На самом деле, он немного испугался. Нет, ладно бы, если его просто вырвало водой, если есть один продукт столько дней и ничего другого, то и от него начнëт тошнить. Но он знал, что тут другое. Не хотел признавать, да, но головой понимал. Желудок практически начал переваривать сам себя, тело сжигало ради энергии последние запасы накопленных веществ, поэтому порой ноги затекали, если просто стоять несколько минут, и мышцы сводило. Он перевëл взгляд в зеркало. За это время он сбросил ещë килограммов пять, и стал походить на скелет ещë больше. Приподнял край футболки, провëл пальцем от острой ключицы по всем рëбрам до пугающе впалого живота, на котором можно было угадать очертания мышц пресса, не даром же столько тренировался с Вудом до посинения, едва потом доползая до гостиной. Он вернулся пальцем к рëбрам, надавил чуть сильнее. Даже это вызвало неприятную лëгкую вспышку боли. Глупо было бы, когда все ждут, что ты сразишься с величайшим тëмным магом столетия, умереть от голода, которым заморил себя сам, потому что ты заслужил. Постоянное чувство вины нашло местечко подвинуться, впуская давящее тяжëлым грузом на плечи чувство долга. Надо всë же поесть, даже не ради себя, а потому, что от него не будут ждать голодных обмороков, он должен быть готов, если его всë же соизволят позвать на какую-нибудь важную миссию.
На кухне никого не было: Дадли гулял, а старшие Дурсли, судя по голосам, собирали последние вещи в дорогу. Он тихо отрезал себе кусок сыра, подумав, взял хлеб, и с бутербродом вышел во двор. Как только первый кусочек еды оказался во рту, он активно стал наполняться слюнями, и Гарри почти не заметил, как проглотил свою пищу. Но начинать нужно было с малого, и появившийся, как говорится, во время еды аппетит он старательно отгонял.
Время прошло тягуче-медленно, как и всегда. В пору было биться головой об стены. Но надо было просто ждать. Мордред, как это ужасно! Ха, вот он и начал опускаться с обычных восклицаний почти до ругательств. Надо фильтровать свои мысли…

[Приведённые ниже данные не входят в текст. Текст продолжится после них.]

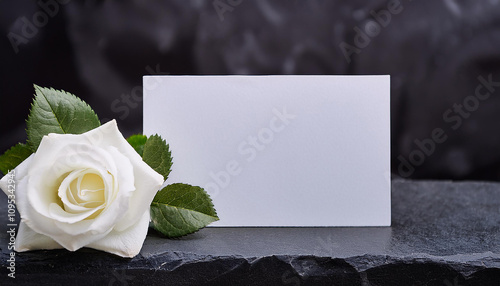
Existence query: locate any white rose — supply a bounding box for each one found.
[0,120,163,257]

Остаток дня прошëл как в тумане. Он, кажется, сделал ещë один бутерброд вечером, поднялся к себе, снова попытался понять мотивы Волдеморта, снова из-за этого вспомнил его воскрешение, а затем и Седрика. Вспомнил его тело. Застывшие глаза, смотрящие прямо в душу. Вспомнил, как лучезарно тот улыбался раньше всем вокруг, помогал младшекурсникам, даже извинялся за значки, которые, как и большая часть школы, носили его друзья, хотя точно не должен был. Как он пожимал ему руку, помог со вторым заданием, похлопывал дружески по плечу. И вот он лежит мëртвый у его ног. Снова смотрит на него, но только теперь не улыбается. И никогда, никогда больше не улыбнëтся. И всë из-за него. Из-за его чëртового эгоизма, слабости, бессилия. Слëзы градом катились по щекам, он судорожно хватал губами воздух, вздрагивая от рыданий всем телом, зажал подушкой лицо, почти душа себя, чтобы не издавать ни звука. Сколько времени прошло, он не знал, но, продолжая захватывать губами воздух, без возможности вдохнуть заложенным носом, он так и уснул с подушкой на лице, которая позже сползла с него сама.
Вот и снова утро. Дни тянулись так однообразно, что он вряд ли вспомнил бы сходу, какое сегодня число. Единственным событием стал недолгий отъезд Дурслей. Сегодня дом не наполнялся тихими звуками посуды с кухни, телевизора из гостиной, компьютерных игр или музыки из комнаты Дадли. Никаких разговоров, звенящая тишина. В доме было душно, потому что вентилятор Дурсли, как обычно было раньше, не включали. Птицы за окном в такую жару не только петь, даже летать отказывались. Вот тебе и Туманный Альбион с его дождливым климатом. И не понятно, когда эта пытка закончится.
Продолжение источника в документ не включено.